The present invention may be embodied in other specific forms without departing from its essential characteristics. The described embodiments are to be considered in all respects only as illustrative and not restrictive. The scope of the invention is, therefore, indicated by the appended claims rather than by the foregoing description. All changes that come within the meaning and range of equivalency of the claims are to be embraced within their scope. [0025]

Claims

We claim:

1. A method of operating an inkjet printer to deposit a luminescent spray solution on a light source including at least one diode, said method comprising:

loading a luminescent spray solution into an inkjet printer cartridge of the inkjet printer;

securely positioning the light source onto a platform of the inkjet printer; and

printing a spray profile drawing corresponding to the light source whereby the luminescent spray solution is applied to the at least one diode.

2. The method of claim 1, further comprising:

setting spraying distance between the platform and the inkjet printer cartridge.

3. The method of claim 1, further comprising:

drying the luminescent spray solution applied to the at least one diode.

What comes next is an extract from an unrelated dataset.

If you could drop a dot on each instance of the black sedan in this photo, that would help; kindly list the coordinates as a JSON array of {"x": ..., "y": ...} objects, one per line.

4. The method of claim 3, wherein the drying of the luminescent spray solution applied to the at least one diode includes implementing a curing technique.

5. The method of claim 3, wherein the drying of the luminescent spray solution applied to the at least one diode includes implementing a crosslinking technique.

6. An inkjet printer for depositing a luminescent material onto at least one diode, said inkjet printer comprising:

a light source assembly including a platform for securely positioning a light source including the at least one diode;

an applicator assembly including an inkjet printer cartridge for spraying a luminescent spray solution containing the luminescent material onto the at least one diode; and

a controller for controlling a spraying of the luminescent spray solution by said inkjet printer cartridge onto the at least one diode in response to a reception of a print command to print a spray profile drawing corresponding to the light source.

7. The inkjet printer of claim 8, wherein said applicator assembly further includes a cartridge adjuster for setting a spray distance between said platform and said inkjet printer cartridge.

8. An inkjet printer for depositing a luminescent material onto at least one diode, said inkjet printer comprising:

a light source assembly including means for securely positioning a light source including the at least one diode;

an applicator assembly including means for spraying a luminescent spray solution containing the luminescent material onto the at least one diode; and

9. The inkjet printer of claim 10, wherein said applicator assembly further includes means for setting a spray distance between said platform and said inkjet printer cartridge.